EVANSVILLE, Ind. (AP) — A woman says she was fired from her job at a southwestern Indiana prosecutor’s office after she refused the advances of the county prosecutor, who she alleges handcuffed her, showed her a gun and tried to prevent her from leaving his hotel room during a business trip.
Attorneys for Samantha Merideth filed the federal lawsuit Friday naming Vanderburgh County Prosecutor Nick Hermann and the county as defendants.
It alleges that Hermann retaliated against Merideth after the alleged hotel incident and unfairly fired her last year.
She’s seeking a jury trial and unspecified damages.
In her lawsuit, Merideth alleges that during a 2013 business trip to Chicago, Hermann made inappropriate comments during dinner and asked her back to his hotel room for a drink.
There, Hermann allegedly put her in handcuffs in his room, put a gun on the room’s desk and blocked her attempt to leave his room.

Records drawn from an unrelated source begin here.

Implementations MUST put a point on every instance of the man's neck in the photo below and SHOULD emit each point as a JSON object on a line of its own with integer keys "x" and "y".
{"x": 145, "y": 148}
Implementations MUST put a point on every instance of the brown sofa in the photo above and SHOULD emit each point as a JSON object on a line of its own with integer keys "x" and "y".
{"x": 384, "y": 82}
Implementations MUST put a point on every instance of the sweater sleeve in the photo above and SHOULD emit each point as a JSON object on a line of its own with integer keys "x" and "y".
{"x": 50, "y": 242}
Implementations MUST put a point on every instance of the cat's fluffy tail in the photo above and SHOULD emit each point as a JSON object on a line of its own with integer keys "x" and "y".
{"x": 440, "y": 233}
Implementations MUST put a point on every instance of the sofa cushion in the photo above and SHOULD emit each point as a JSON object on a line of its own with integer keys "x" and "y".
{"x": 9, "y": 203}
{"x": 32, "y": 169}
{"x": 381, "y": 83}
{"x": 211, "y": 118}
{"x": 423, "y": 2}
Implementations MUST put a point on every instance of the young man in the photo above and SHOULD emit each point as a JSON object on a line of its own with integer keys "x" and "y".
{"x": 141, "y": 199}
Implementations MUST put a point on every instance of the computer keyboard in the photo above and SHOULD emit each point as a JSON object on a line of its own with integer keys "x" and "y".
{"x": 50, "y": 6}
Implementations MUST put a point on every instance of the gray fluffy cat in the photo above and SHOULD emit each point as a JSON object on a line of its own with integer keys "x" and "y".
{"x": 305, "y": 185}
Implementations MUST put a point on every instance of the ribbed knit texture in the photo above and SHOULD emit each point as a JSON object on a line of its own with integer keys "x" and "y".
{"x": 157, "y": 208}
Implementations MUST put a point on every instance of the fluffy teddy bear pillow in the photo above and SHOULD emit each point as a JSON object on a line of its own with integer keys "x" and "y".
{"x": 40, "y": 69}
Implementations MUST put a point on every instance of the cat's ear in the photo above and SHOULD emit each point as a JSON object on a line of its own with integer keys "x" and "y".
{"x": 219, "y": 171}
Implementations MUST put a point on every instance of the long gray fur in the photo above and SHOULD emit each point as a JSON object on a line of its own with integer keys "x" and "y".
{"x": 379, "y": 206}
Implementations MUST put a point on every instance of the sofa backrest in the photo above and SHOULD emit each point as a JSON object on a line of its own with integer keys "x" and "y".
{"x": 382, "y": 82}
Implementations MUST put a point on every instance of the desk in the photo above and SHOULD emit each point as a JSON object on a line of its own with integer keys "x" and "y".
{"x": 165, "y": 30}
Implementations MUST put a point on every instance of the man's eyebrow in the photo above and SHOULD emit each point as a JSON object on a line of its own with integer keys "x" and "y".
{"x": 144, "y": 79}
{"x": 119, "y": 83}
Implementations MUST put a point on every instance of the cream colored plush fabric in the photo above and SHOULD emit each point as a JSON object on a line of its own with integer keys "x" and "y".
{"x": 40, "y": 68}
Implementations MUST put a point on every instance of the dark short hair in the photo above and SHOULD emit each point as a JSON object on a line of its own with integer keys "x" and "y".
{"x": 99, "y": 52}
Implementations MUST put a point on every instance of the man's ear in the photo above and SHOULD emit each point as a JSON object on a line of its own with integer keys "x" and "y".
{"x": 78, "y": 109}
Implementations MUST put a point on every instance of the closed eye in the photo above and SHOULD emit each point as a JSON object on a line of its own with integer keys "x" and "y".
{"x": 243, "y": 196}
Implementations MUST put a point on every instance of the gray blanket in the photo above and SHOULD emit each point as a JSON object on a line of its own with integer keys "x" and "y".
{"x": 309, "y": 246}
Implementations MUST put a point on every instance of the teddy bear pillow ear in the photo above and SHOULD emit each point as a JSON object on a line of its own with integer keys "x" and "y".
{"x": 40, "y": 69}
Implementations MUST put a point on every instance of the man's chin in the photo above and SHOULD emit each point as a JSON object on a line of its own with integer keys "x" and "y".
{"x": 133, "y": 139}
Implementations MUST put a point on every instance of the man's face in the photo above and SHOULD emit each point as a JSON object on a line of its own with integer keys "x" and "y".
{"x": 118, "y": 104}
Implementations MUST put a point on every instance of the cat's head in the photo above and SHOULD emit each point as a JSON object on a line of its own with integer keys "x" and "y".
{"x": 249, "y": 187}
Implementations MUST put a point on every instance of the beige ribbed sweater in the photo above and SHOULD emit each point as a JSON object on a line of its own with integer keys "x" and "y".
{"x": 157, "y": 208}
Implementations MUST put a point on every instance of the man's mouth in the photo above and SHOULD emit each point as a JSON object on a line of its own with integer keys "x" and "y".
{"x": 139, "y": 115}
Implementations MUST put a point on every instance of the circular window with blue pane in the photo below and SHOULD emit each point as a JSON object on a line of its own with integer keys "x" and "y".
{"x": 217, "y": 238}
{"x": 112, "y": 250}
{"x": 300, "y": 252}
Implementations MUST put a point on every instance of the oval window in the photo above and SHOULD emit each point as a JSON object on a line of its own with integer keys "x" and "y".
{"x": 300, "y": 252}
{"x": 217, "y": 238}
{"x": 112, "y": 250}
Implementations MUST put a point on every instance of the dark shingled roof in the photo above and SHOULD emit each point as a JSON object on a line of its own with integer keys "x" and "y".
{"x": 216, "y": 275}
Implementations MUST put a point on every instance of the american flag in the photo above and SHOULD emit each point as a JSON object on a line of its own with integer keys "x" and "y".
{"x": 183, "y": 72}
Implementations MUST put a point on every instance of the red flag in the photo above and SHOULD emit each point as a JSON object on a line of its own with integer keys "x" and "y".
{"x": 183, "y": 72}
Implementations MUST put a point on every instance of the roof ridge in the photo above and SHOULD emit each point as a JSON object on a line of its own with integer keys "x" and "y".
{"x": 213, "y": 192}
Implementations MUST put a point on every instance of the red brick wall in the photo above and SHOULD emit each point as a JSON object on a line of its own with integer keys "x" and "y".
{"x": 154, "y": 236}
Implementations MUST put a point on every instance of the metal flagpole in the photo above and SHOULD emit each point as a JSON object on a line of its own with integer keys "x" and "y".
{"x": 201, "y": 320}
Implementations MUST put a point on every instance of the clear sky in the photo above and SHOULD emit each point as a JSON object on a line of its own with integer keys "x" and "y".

The suit contends that Hermann then picked Merideth up, threw her over his shoulder and carried her back to a chair before she eventually fled the room, the Evansville Courier & Press reported.
“Upon returning to work, Samantha was subjected to defamatory rumors, a hostile work environment, and retaliation.
Samantha refuses to be taken advantage of and refuses to let Nicholas Hermann escape justice,” Merideth’s attorneys said in a news release.
In a statement issued by his office, Hermann denied making advances toward Merideth and said he “adamantly” disagrees with her account of their interaction.
He said Merideth told him later that he had made her uncomfortable, but that this was not his intention.
Hermann said he and his office would not comment further about the lawsuit because it is pending.
Merideth said she continued to work at the prosecutor’s office until last year because the job was fulfilling and offered good benefits, and she didn’t feel she should have to resign.
She alleges in her suit that she was forced to resign as soon as Hermann — a Republican who was first elected prosecutor in 2010 — started a new four-year term as prosecutor in January 2019, and that her ouster amounted to wrongful termination.